A Biomimic Nanobullet with Ameliorative Inflammatory Microenvironment for Alzheimer's Disease Treatments.

Aß oligomers, formed prior to diagnostic marker-amyloid ß (Aß) plaques, can damage neurons and trigger neuroinflammation, which accelerate the neuronal injury in Alzheimer's disease (AD).

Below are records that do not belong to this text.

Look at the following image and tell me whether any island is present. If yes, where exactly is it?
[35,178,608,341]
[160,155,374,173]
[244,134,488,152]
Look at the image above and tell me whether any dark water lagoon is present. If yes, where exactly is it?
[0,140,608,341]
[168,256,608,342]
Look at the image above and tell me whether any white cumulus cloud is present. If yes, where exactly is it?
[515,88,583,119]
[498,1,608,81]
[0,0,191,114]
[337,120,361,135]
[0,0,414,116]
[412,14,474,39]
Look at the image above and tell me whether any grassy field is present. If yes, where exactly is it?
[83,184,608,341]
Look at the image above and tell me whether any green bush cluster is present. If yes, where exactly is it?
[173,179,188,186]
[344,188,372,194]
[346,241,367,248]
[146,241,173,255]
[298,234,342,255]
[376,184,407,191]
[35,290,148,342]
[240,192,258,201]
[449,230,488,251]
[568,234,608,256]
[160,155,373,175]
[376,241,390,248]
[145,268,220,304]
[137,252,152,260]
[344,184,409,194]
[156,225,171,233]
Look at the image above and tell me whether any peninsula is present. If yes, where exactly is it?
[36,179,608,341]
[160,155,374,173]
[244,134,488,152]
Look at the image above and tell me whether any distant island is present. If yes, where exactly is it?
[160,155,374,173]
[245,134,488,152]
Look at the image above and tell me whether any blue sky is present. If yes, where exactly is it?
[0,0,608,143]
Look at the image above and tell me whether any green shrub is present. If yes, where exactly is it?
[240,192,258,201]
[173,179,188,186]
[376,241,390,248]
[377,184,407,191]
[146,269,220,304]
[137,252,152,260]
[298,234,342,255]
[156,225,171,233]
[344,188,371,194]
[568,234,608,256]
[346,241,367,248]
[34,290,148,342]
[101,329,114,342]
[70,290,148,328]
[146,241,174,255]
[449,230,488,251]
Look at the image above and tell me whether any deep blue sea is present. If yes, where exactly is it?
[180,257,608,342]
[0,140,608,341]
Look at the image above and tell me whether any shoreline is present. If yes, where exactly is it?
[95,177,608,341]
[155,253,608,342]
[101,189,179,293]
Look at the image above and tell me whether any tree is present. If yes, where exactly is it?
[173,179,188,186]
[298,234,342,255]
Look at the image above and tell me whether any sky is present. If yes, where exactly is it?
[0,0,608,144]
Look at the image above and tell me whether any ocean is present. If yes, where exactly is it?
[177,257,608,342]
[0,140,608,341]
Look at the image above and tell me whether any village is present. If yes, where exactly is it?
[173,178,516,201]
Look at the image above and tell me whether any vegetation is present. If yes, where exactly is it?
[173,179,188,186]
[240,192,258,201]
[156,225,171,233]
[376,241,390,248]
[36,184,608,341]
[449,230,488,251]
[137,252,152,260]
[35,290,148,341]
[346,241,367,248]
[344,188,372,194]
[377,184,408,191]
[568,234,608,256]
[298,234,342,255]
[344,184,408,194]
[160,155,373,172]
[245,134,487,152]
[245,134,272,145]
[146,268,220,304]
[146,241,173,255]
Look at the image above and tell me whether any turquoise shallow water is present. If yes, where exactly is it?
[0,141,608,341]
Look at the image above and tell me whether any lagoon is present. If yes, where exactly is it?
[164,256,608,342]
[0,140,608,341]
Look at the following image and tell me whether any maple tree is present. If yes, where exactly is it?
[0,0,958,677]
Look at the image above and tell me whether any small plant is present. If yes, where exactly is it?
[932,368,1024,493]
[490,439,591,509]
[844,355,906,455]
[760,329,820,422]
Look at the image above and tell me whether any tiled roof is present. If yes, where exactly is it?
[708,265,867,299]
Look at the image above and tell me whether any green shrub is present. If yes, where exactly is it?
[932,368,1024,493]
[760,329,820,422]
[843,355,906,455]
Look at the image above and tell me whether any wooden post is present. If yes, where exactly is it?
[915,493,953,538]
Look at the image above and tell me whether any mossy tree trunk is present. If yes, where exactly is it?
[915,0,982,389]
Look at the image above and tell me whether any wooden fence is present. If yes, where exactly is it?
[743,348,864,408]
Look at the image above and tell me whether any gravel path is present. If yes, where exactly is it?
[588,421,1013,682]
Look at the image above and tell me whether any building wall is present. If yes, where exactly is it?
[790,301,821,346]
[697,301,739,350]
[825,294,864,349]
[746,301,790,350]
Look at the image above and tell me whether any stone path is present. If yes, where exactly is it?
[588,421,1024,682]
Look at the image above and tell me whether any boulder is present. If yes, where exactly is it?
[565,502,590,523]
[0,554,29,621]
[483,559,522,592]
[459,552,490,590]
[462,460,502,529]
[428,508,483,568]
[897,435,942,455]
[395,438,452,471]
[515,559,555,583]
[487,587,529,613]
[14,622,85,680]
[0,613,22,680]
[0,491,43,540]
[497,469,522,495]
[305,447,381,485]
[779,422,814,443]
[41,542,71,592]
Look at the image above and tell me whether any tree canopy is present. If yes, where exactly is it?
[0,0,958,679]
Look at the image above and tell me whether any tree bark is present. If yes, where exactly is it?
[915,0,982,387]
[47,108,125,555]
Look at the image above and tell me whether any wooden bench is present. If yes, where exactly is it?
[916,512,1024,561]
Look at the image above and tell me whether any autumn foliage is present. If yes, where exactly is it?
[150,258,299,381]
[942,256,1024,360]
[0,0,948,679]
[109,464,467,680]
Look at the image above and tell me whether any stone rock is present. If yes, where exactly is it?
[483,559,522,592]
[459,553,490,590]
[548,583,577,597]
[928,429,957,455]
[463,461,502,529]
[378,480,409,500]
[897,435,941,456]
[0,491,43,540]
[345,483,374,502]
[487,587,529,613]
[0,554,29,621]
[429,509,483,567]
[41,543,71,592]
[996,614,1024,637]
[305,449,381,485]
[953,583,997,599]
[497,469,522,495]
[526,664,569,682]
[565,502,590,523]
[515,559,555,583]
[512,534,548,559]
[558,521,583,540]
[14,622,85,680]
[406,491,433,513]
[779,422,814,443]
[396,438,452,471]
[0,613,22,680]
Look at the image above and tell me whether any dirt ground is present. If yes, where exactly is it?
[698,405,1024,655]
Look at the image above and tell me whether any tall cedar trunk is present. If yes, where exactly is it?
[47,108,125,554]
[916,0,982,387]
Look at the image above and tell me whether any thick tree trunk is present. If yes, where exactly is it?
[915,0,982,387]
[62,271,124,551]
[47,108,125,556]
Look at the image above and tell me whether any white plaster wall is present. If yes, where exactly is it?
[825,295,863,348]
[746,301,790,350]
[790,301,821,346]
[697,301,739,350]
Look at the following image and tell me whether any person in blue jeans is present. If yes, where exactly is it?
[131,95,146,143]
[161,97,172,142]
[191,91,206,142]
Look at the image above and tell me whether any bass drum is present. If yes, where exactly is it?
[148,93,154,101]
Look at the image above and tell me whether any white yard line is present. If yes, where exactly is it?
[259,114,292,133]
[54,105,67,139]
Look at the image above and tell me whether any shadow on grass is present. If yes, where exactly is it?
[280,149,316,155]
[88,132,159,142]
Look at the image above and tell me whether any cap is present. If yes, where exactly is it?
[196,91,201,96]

Herein, the combination of eliminating the Aß oligomers and alleviating the inflammation is a promising therapeutic strategy for AD. However, the presence of the blood-brain barrier (BBB) and the intrinsic deficiencies of the drugs severely restrict their therapeutic effects. Inspired by the properties of rabies virus, a biomimic nanobullet (PBACR@NRs/SA) targeting neurons has been developed. The biomimic nanobullets possess the BBB penetrating character based on iron oxide nanorods; it can sequentially release rosmarinic acid and small interfering RNA targeting NF-κB triggered by microenvironment, which improve the microenvironment inflammation and realize the cure for AD. Compared with non-biomimic systems, the biomimic nanobullets exhibit a less caveolin-dependent internalization pathway, which reduces ROS production and mitochondrial fission in neurons. Therefore, the biomimic nanobullet is hopeful for the treatment of ADs and provides a promising platform for other brain diseases' treatments.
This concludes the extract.